“Inflation remains very high, and a few months of good data is just the beginning of what is needed to build confidence that inflation continues to move toward our goal,” Powell said during a conference in New York. protesters.
As measured by the Fed’s favorite gauge, headline inflation has “more than halved” since peaking in June last year, but remains stuck above its long-term target of 2%.
Some independent economists consider that the data offered by the Federal Reserve is too optimistic about the reality suffered by tens of millions of Americans.
Forecasts put inflation at 3.3% for this year, 2.5% in 2024 and 2.2% in 2025, but prices for consumers remain too high for these numbers to match the current situation.
“We still don’t know how long these low readings will continue, or where inflation will strengthen in the coming quarters,” Powell added, later stressing that the Fed would remain “cautious” on its decisions.

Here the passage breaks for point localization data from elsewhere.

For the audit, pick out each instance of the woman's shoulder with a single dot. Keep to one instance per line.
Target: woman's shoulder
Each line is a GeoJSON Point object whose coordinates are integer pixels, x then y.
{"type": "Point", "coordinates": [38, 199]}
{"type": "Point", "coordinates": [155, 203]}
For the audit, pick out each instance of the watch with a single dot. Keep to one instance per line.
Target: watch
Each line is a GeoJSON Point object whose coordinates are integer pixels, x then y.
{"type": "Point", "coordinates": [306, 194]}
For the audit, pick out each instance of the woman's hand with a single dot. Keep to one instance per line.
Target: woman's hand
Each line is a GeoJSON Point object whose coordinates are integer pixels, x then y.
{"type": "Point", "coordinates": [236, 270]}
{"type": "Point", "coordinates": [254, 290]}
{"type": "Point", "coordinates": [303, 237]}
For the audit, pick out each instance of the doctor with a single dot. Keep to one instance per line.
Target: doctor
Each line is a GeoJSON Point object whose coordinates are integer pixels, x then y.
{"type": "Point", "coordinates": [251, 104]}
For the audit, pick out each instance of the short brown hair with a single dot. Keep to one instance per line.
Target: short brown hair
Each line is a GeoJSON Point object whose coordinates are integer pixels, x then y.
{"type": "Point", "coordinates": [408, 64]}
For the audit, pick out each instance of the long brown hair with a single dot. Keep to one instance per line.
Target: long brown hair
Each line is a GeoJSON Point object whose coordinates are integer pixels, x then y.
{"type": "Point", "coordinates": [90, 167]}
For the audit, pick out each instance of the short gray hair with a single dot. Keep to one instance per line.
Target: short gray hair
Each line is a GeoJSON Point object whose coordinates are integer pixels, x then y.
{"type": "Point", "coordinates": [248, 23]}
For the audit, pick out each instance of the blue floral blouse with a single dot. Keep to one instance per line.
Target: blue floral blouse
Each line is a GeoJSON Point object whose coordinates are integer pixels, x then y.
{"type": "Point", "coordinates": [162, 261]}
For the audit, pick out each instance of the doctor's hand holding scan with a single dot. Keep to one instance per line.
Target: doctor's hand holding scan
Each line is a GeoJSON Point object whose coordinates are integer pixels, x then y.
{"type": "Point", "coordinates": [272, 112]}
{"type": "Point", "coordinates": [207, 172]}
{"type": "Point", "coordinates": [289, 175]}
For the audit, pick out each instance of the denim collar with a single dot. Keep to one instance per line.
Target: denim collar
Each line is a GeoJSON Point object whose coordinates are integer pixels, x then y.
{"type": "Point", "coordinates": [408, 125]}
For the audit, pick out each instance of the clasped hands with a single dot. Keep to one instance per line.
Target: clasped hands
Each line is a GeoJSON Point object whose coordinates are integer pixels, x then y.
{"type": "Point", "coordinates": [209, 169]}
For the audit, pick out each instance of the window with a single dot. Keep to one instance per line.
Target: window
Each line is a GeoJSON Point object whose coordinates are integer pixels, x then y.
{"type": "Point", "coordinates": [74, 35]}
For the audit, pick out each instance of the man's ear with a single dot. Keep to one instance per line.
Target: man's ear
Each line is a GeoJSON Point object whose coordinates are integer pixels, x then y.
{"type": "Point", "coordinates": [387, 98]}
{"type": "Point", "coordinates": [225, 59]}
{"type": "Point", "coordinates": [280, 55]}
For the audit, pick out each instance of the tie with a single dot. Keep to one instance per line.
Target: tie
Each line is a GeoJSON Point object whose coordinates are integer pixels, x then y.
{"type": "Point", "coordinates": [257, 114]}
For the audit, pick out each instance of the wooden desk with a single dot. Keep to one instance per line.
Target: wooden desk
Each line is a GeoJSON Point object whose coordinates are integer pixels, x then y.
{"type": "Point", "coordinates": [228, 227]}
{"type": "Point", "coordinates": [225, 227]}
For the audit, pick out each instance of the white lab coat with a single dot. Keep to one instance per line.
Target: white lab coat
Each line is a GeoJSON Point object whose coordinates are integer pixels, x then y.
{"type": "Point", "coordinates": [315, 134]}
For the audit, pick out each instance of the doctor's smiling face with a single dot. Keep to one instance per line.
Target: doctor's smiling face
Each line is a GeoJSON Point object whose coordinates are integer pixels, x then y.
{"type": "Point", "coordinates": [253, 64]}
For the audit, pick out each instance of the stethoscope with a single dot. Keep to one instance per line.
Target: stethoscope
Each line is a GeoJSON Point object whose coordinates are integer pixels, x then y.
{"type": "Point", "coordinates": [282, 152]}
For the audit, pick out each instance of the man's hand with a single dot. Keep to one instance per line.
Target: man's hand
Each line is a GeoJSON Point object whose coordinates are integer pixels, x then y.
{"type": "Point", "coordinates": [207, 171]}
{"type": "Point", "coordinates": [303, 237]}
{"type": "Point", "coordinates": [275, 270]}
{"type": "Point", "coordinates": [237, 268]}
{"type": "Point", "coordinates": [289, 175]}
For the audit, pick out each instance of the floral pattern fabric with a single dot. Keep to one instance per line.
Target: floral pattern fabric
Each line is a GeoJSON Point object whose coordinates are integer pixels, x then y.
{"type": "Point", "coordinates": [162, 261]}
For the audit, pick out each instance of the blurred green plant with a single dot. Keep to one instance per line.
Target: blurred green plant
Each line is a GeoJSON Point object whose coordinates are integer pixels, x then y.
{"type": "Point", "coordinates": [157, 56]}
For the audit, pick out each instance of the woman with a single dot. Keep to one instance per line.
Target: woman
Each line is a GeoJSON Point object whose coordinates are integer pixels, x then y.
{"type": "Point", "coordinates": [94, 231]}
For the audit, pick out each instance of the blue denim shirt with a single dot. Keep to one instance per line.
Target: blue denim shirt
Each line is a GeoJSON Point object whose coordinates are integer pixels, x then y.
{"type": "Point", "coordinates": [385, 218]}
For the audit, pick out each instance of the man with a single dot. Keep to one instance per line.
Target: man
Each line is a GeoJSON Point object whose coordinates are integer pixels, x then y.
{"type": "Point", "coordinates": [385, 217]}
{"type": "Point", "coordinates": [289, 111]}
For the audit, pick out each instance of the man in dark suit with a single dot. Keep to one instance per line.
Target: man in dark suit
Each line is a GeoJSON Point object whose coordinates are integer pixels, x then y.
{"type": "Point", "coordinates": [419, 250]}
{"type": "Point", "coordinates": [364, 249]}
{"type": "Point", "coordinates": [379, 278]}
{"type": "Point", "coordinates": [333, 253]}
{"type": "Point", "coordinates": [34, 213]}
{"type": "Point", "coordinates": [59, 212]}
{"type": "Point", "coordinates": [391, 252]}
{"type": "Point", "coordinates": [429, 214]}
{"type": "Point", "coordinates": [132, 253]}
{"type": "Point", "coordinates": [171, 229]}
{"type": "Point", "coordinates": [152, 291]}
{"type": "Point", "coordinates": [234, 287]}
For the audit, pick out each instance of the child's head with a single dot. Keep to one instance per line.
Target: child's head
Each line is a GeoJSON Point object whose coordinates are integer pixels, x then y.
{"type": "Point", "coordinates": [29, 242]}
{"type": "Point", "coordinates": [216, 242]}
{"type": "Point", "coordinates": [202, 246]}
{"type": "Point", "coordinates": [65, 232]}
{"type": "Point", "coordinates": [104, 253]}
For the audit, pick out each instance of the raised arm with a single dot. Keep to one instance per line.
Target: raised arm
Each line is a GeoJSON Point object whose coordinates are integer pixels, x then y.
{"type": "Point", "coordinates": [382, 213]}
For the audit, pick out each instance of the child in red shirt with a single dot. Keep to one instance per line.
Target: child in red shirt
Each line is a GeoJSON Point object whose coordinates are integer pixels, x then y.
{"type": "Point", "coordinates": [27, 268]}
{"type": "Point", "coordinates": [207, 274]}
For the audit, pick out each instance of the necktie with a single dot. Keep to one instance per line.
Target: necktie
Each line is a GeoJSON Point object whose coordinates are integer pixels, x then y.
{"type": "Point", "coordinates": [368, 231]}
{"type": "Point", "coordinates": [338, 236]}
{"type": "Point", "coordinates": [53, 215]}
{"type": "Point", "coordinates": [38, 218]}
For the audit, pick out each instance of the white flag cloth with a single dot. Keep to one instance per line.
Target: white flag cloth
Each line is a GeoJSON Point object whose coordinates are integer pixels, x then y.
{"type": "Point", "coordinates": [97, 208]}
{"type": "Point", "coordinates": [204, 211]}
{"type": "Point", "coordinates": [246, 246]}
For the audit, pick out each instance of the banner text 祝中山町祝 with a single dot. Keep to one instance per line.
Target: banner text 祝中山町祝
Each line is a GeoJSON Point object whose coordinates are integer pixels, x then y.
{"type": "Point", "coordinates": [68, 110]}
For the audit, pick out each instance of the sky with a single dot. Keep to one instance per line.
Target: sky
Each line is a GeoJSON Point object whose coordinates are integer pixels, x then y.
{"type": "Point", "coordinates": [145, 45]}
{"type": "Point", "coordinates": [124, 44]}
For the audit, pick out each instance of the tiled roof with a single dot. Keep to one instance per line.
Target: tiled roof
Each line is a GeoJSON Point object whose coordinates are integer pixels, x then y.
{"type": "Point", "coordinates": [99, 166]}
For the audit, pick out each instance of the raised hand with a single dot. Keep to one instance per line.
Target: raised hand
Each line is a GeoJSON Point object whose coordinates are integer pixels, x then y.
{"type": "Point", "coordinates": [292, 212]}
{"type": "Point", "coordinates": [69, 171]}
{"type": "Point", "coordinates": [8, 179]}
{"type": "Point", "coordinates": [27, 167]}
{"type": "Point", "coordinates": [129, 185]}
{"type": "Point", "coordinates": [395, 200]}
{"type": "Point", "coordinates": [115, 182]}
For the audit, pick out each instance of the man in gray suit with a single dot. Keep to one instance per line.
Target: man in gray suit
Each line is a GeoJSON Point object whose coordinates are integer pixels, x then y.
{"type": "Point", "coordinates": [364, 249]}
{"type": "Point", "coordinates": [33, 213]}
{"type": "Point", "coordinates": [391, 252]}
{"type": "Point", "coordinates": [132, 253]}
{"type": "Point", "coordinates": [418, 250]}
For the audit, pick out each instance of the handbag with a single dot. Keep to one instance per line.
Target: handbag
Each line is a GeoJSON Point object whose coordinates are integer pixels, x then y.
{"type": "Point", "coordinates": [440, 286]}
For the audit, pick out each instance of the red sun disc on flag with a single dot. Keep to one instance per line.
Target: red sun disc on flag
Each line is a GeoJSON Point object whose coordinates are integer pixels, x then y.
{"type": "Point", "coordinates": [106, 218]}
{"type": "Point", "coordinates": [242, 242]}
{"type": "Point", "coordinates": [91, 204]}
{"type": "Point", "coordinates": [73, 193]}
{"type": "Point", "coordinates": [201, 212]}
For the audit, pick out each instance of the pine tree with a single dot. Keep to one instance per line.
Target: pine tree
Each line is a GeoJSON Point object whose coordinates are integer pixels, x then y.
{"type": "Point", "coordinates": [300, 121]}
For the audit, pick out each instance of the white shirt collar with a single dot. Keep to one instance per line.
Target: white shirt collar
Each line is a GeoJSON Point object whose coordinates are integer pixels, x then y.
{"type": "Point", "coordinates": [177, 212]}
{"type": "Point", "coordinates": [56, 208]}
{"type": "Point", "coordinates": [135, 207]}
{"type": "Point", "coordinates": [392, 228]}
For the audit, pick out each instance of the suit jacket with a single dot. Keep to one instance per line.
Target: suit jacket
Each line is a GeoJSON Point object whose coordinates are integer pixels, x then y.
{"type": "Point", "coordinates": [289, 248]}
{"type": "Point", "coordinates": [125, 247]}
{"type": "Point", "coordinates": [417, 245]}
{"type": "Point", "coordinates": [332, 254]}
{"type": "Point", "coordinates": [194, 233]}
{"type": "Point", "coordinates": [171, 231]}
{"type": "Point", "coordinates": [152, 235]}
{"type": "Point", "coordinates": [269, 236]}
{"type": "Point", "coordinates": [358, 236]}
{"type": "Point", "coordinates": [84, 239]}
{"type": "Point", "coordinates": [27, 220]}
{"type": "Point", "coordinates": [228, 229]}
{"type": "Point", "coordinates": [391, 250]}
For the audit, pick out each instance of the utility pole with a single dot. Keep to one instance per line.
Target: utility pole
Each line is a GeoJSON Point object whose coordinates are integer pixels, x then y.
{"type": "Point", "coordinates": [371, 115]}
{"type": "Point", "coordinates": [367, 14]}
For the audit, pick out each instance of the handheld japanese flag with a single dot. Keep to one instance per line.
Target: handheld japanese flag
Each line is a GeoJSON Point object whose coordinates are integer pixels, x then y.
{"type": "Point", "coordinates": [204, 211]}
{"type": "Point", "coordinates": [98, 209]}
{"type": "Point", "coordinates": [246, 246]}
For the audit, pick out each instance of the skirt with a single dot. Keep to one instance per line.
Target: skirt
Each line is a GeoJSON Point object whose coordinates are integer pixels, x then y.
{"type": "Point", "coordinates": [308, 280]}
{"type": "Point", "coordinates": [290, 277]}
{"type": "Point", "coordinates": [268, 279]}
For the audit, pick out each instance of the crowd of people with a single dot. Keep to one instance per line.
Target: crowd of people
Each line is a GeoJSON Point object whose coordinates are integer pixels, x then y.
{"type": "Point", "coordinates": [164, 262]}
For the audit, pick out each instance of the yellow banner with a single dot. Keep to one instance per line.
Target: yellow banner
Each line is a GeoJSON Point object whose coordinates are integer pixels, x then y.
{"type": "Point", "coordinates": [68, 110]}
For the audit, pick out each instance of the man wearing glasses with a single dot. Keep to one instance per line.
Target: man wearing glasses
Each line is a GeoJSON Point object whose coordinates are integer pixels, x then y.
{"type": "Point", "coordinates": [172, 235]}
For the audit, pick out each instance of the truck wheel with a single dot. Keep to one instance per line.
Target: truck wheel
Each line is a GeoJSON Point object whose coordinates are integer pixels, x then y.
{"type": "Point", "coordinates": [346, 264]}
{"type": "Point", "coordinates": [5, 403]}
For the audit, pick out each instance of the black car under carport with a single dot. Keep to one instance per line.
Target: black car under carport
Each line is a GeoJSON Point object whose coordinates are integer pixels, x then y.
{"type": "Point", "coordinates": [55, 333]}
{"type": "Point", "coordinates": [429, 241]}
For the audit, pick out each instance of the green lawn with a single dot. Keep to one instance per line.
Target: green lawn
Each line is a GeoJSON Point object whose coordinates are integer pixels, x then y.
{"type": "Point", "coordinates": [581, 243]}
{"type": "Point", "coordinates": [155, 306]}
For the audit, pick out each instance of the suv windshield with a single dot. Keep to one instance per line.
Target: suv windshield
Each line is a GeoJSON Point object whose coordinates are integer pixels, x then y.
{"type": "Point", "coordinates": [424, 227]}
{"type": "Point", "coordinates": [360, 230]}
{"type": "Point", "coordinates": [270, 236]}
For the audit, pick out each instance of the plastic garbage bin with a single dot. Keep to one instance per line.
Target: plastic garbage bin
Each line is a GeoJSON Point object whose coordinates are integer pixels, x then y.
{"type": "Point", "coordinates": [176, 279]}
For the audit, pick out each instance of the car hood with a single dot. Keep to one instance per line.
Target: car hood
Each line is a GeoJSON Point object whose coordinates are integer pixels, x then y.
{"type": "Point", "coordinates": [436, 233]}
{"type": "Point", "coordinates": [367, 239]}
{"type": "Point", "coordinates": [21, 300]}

Measured over 12 months, the consumer price index (CPI) in the United States remained at 3.7% in September, according to the Department of Labor, and the monthly record for that month showed that inflation slowed for the first time since May, with 0.4% compared to 0.6% in August.
“Doing too little will allow higher-than-target inflation to take hold. Doing too much can also cause unnecessary damage to the economy,” he said.
The Federal Reserve remains against the wall
Recently, the Fed eased its aggressive monetary tightening campaign that raised the benchmark interest rate to a 22-year high, as it seeks to control inflation without pushing the US economy into a economy, something that economists also doubt. negative.
In September it kept rates unchanged, as expected by markets, in a range of 5.25 to 5.50%.
A reversal of the recent contraction in labor supply and weakening wage growth may cause the Fed to reconsider its current rate freeze.
If the US economy behaves in this way, “it may put further growth in inflation at risk and may justify further tightening of monetary policy” by the Fed, which he considers “tight -toon,” said Powell.
Futures market traders are currently assigning a more than 95% probability that the Fed will keep interest rates steady on November 1, after its next meeting, according to CME data. Group.
Powell also stressed that “geopolitical tensions are very high and there is a great risk to global economic activity” in reference to the armed conflict between Israel and Hamas, describing as “terrible” the actions launched by the Palestinian Islamist movement against Israeli civilians.
He added that the role of the Fed is to monitor the economic consequences of these events.
Many analysts have expressed concern about a possible extension of the Israel-Hamas conflict at the regional level in the Middle East, an area that is very rich in crude oil and therefore has implications for oil production.